Use of IPv6 is increasing particularly quickly in India and China. LinkedIn's Senior System Manager Franck Martin recently wrote a blog describing how more and more traffic from those two countries is using IPv6. In traffic from India, the IPv6 share shot up from 22 to 35 per cent in the space of a year. According to Martin, mobile service provider Reliance Jio has played a big part in the jump by converting several hundred million Android users to IPv6-only.
In China, IPv6 users account for nearly 10 per cent of the total user population. Indeed, migration to IPv6 is an explicit element of a government policy adopted ahead of the 2008 Olympic Games. China aims to complete the changeover in the next few years: all Chinese internet users are to be using IPv6 by 2025.
In his blog, Martin predicts that India and China will soon overtake the United States, where IPv6 adoption has already passed 50 per cent. However, according to the latest Akamai stats, India is already ahead of the US: data gathered by Akamai puts IPv6 use in traffic from the US at 46 per cent, compared with 62 per cent in Indian traffic.
What these huge, emerging economies have in common is mobile operators that have migrated large cohorts of users to IPv6-only connections. Previous research by APNIC (the RIR for the APAC region) also found that mobile users are much more likely to use an IPv6 connection to access the internet than desktop or tablet users.
As more servers support IPv6, an IPv6-only infrastructure becomes more attractive.
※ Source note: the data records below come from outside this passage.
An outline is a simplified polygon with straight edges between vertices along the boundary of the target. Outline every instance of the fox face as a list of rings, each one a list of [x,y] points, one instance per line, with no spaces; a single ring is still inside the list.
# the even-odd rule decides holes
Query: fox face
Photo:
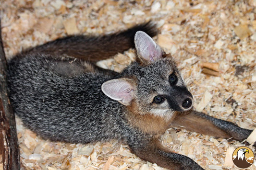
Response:
[[[134,43],[137,61],[122,71],[122,78],[104,83],[103,92],[141,114],[170,119],[175,112],[191,109],[193,96],[171,55],[144,32],[136,33]]]

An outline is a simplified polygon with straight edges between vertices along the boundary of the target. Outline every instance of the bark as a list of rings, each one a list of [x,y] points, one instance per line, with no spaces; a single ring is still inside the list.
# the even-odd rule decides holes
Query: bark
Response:
[[[19,170],[20,152],[14,115],[8,99],[7,62],[1,37],[0,20],[0,170]]]

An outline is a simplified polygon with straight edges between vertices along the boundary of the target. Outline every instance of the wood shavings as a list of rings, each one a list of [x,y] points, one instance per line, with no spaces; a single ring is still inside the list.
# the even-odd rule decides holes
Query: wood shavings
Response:
[[[252,0],[243,3],[189,0],[23,0],[16,1],[15,6],[12,0],[2,1],[2,36],[9,58],[25,47],[68,34],[113,33],[151,19],[159,25],[160,34],[155,37],[157,42],[171,54],[183,77],[193,85],[195,106],[204,97],[210,97],[205,96],[207,90],[208,93],[214,95],[209,102],[198,104],[200,111],[250,129],[256,127],[256,3]],[[73,20],[70,24],[66,21],[68,18]],[[40,30],[37,25],[44,19],[51,20],[49,23],[46,20],[43,21]],[[51,20],[54,21],[52,25]],[[65,22],[68,23],[64,25]],[[121,71],[134,60],[134,50],[129,50],[98,63],[105,68]],[[202,74],[200,63],[219,63],[217,72],[219,75],[214,77]],[[243,65],[249,68],[236,76],[235,67]],[[114,158],[110,169],[163,169],[146,163],[121,142],[87,145],[52,142],[28,131],[17,117],[16,120],[24,169],[99,170],[110,156]],[[185,130],[177,131],[173,129],[163,135],[161,139],[164,141],[163,144],[177,153],[190,154],[207,170],[223,167],[225,157],[223,153],[230,147],[243,145],[235,140],[228,142]],[[104,145],[108,147],[103,147]],[[92,152],[86,154],[89,155],[79,154],[86,147],[93,148]],[[192,149],[185,151],[183,147]],[[210,155],[217,161],[214,162],[215,164],[205,158],[206,153],[211,152]],[[40,155],[41,159],[29,159],[29,156],[35,154]],[[248,169],[256,167],[255,161]],[[234,167],[229,169],[236,170]]]
[[[197,112],[202,112],[203,109],[208,104],[212,98],[212,95],[208,91],[206,91],[195,110]]]
[[[233,147],[230,147],[227,149],[226,156],[225,157],[225,162],[224,166],[226,167],[232,168],[234,165],[233,163],[232,155],[235,150],[235,148]]]
[[[248,136],[246,141],[250,144],[256,142],[256,129],[255,129],[251,135]]]
[[[54,20],[52,18],[43,18],[40,19],[37,23],[35,25],[35,29],[43,32],[44,33],[48,33],[52,25]]]
[[[72,35],[79,33],[78,29],[76,26],[75,18],[72,17],[64,20],[63,24],[68,34]]]
[[[107,162],[106,162],[106,164],[105,164],[103,168],[102,169],[102,170],[109,170],[110,165],[111,164],[111,163],[114,160],[114,157],[113,156],[111,156],[109,158],[109,159],[108,159],[108,160],[107,161]]]
[[[158,44],[162,47],[170,49],[173,45],[173,41],[165,35],[159,34],[158,38]]]
[[[248,37],[252,34],[247,25],[239,25],[234,29],[234,31],[241,40]]]

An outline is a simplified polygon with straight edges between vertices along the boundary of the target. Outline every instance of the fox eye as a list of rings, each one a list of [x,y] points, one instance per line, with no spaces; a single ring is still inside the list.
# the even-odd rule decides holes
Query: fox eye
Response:
[[[163,101],[163,98],[161,96],[157,96],[154,98],[154,102],[157,103],[160,103]]]
[[[177,81],[177,77],[174,74],[171,74],[169,76],[169,81],[171,84],[174,84]]]

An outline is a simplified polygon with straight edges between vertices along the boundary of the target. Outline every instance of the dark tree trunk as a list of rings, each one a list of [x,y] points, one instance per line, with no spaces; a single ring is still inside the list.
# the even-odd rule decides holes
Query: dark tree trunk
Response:
[[[20,152],[14,115],[7,93],[7,63],[1,37],[0,19],[0,169],[19,170]]]

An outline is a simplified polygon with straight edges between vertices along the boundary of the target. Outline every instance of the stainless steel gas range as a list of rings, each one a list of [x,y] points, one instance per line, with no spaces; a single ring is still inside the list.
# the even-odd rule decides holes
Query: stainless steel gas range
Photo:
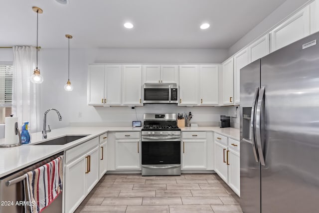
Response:
[[[180,139],[175,114],[145,114],[142,175],[180,175]]]

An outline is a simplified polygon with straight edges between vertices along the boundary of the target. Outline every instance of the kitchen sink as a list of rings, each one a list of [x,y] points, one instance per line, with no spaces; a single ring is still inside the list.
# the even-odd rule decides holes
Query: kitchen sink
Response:
[[[35,145],[63,145],[72,142],[89,135],[66,135],[55,139],[49,140],[44,142],[34,144]]]

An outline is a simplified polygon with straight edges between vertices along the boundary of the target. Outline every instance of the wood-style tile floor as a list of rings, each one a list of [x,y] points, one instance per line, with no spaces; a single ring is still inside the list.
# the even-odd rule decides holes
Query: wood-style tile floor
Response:
[[[239,201],[216,174],[106,175],[75,212],[242,213]]]

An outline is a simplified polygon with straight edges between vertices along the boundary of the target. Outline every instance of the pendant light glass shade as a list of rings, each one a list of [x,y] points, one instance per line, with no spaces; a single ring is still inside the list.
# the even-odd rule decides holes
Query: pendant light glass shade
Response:
[[[73,37],[72,35],[67,34],[65,35],[65,37],[68,38],[69,41],[69,59],[68,61],[68,81],[66,82],[66,84],[64,85],[64,89],[65,91],[70,91],[73,90],[73,86],[71,84],[71,81],[70,81],[70,38],[72,38]]]
[[[73,86],[71,84],[71,82],[68,81],[66,84],[64,85],[64,89],[65,91],[72,91],[73,90]]]
[[[40,73],[40,70],[38,68],[38,51],[40,47],[38,46],[38,15],[39,13],[42,13],[43,10],[36,6],[32,6],[32,9],[36,12],[36,68],[33,70],[33,74],[31,76],[31,82],[35,84],[40,84],[43,82],[43,77]]]
[[[35,68],[33,74],[31,76],[31,82],[35,84],[40,84],[43,82],[43,77],[40,74],[40,70]]]

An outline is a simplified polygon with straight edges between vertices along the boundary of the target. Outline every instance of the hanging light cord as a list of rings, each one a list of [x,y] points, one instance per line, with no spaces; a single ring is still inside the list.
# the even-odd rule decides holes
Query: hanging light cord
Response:
[[[70,36],[68,37],[69,41],[69,60],[68,63],[68,81],[70,80]]]
[[[39,18],[38,18],[38,16],[39,15],[39,10],[37,9],[36,10],[36,69],[38,68],[38,22]]]

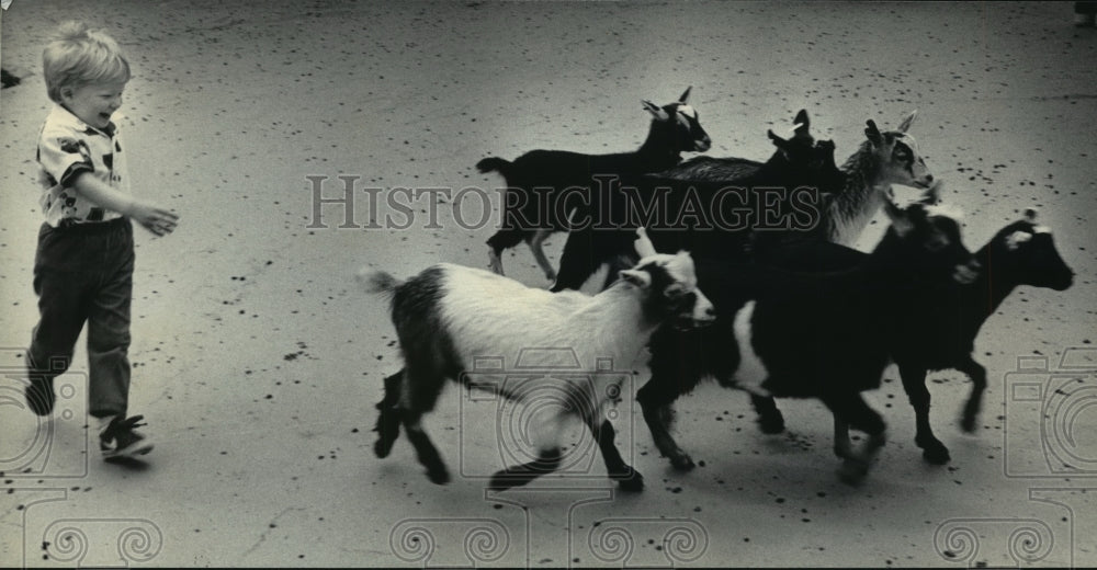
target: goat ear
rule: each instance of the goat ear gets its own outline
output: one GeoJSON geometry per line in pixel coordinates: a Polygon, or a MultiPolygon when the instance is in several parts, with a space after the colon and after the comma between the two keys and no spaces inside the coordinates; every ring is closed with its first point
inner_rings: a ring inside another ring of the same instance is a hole
{"type": "Polygon", "coordinates": [[[690,87],[686,88],[686,92],[682,93],[682,96],[678,98],[678,102],[679,103],[685,103],[687,100],[689,100],[689,92],[692,89],[693,89],[693,86],[690,86],[690,87]]]}
{"type": "Polygon", "coordinates": [[[912,111],[909,115],[903,118],[903,122],[898,124],[898,127],[895,130],[898,130],[900,133],[906,133],[907,129],[911,128],[911,123],[914,123],[914,117],[916,116],[918,116],[918,110],[912,111]]]}
{"type": "Polygon", "coordinates": [[[806,135],[807,129],[812,126],[812,121],[807,118],[807,110],[801,109],[800,113],[796,113],[796,118],[792,119],[795,125],[792,126],[792,132],[798,135],[806,135]]]}
{"type": "Polygon", "coordinates": [[[864,136],[868,137],[869,142],[879,147],[883,145],[884,136],[880,134],[880,129],[877,128],[877,122],[871,118],[864,122],[868,127],[864,129],[864,136]]]}
{"type": "Polygon", "coordinates": [[[652,285],[652,274],[644,270],[624,270],[621,272],[621,278],[642,289],[652,285]]]}
{"type": "Polygon", "coordinates": [[[773,129],[766,129],[766,136],[769,137],[769,139],[773,141],[773,146],[774,147],[777,147],[777,148],[779,148],[781,150],[784,150],[785,146],[789,144],[788,140],[785,140],[785,139],[781,138],[780,136],[778,136],[777,134],[774,134],[773,129]]]}
{"type": "Polygon", "coordinates": [[[667,112],[664,111],[663,107],[660,107],[659,105],[656,105],[655,103],[652,103],[646,99],[641,101],[641,103],[644,104],[644,109],[646,109],[647,112],[651,113],[655,118],[659,121],[666,121],[670,118],[670,115],[668,115],[667,112]]]}
{"type": "Polygon", "coordinates": [[[907,215],[907,212],[895,205],[891,200],[884,201],[884,214],[887,215],[887,219],[891,220],[892,227],[895,228],[895,233],[898,237],[905,237],[914,229],[914,221],[907,215]]]}

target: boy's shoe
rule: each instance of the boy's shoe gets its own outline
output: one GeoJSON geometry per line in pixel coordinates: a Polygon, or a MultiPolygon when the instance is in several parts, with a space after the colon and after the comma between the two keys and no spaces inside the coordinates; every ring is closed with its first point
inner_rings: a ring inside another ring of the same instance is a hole
{"type": "Polygon", "coordinates": [[[37,415],[48,415],[54,411],[54,379],[31,378],[31,385],[23,390],[26,406],[37,415]]]}
{"type": "Polygon", "coordinates": [[[111,423],[106,424],[99,432],[99,449],[103,452],[104,459],[134,457],[145,455],[152,451],[152,443],[147,437],[134,431],[145,424],[138,423],[144,420],[144,415],[134,415],[124,419],[116,415],[111,423]]]}

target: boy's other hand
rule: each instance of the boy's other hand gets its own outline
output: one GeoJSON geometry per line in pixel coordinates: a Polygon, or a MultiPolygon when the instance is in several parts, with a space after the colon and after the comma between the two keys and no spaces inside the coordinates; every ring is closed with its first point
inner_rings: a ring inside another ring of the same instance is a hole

After all, the use of NAT implies address translation, and CGNAT requires two translation steps. Whereas, if all your users have IPv6 connections, address translation is needed only for servers that exclusively support IPv4, which are gradually declining in number.
Another consideration is that, for security reasons, most access providers are required (or wish) to keep accurate records of which connections are assigned to which users. With IPv6 and basic forms of NAT, that's easy to do: you simply have to record who has which IP address or prefix. Indeed, you can even record the details of each connection centrally on a one-off basis. With CGNAT, however, the connections between the NAT layers have to be factored in. That implies significant additional complexity and administrative burden.
The more common server-side IPv6 becomes, the more attractive client-side implementation of IPv6 becomes, because of the technical complexity and resource requirements. Client-side implementation also opens the way for removing IPv4 from the access network by setting up an IPv6-to-IPv4 gateway for residual traffic to IPv4-only servers.